Once again she tried to galvanize herself into some kind of coherent action, to make her body respond to the commands in her mind. Opening her eyes, she peered at the walls around her. They were covered with wallpaper — pale green, with some kind of pattern. Bamboo?

She wasn’t sure.

But where was it?

A hotel? Why would she be in a hotel? Why wasn’t she at home?

She tried to sit up.

Tried, and failed. It was as if the weight was bearing down even harder on her, pressing her to the bed. She took another breath, this time trying to suck air deep into her lungs, to regain her strength by filling herself with oxygen. The effort nearly exhausted her, and the pain in her chest — a constriction that felt as if bands were wrapped around her — grew worse. Gasping against the constriction, she tried to catch her breath, then turned her head to look at the clock on the night table.

No clock. No table. Not my bed… not my room… where am I?

Now she tried to sit up again, this time using her arms to lift herself.

Once again she failed. Her arms — lying at her sides — were immobile.

Paralyzed! The word seared her brain, and a great wave of panic — a towering fear such as she’d never felt before — rose up in her, wiping every other thought from her mind, threatening to crash over her and destroy not only her courage, but her very sanity.

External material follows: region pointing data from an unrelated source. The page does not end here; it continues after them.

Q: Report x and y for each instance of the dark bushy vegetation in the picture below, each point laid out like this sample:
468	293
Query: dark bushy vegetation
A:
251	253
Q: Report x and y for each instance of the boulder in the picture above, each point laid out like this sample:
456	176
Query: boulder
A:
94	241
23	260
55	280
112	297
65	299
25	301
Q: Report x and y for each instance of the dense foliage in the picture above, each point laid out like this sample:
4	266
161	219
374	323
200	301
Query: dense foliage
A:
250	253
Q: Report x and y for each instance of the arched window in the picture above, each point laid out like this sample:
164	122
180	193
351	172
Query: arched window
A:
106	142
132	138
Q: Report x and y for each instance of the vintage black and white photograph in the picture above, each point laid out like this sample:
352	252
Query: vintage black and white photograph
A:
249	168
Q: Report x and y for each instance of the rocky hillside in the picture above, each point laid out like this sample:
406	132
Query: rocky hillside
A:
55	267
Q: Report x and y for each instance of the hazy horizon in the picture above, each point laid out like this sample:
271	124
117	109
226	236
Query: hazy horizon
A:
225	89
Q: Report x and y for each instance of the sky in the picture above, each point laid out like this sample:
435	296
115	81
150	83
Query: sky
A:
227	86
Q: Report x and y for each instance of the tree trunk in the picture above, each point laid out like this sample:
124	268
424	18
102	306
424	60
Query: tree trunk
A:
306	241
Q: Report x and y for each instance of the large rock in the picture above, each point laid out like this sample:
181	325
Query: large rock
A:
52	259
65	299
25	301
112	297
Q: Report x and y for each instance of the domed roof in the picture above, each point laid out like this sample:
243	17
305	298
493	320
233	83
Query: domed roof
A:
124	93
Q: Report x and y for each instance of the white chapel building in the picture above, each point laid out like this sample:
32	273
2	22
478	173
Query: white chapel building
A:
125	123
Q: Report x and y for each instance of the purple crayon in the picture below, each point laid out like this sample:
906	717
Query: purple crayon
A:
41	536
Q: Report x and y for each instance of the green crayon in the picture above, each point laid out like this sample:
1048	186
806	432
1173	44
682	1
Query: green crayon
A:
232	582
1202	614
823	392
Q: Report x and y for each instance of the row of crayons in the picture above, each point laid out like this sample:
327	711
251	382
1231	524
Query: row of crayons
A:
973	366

“Noooo!” The word erupted from her throat as a prolonged howl, but the sound itself turned the panic back, and as her fear receded, her mind began to work again. The single words drifting through her mind began to coalesce into full thoughts, fragments of memory into recognizable images. But what she was remembering had to be a nightmare — it couldn’t possibly be true!

A door opened, and a moment later a face — a woman’s face, surmounted by the kind of old-fashioned nurse’s cap Caroline remembered from childhood — loomed above her. The woman’s eyes were a liquid brown, and her lips were pursed with concern. Caroline felt the nurse’s fingers on her wrist, and saw her gazing at her watch as she counted Caroline’s pulse. The nurse nodded in satisfaction as she released Caroline’s wrist. “How are we feeling? Better?”

Caroline searched for the right words, but couldn’t find them. What was ‘better’? Better than what? Was she sick? She didn’t remember being sick. All she remembered was the dream — the terrible dream where she’d seen Laurie and the neighbors and Tony—

“Wh-what…?” she heard herself stammer. “Wh-where…” But that wasn’t what she’d wanted to say. She wanted to know what had happened and where she was, only the words hadn’t formed in her mouth the way they had in her mind.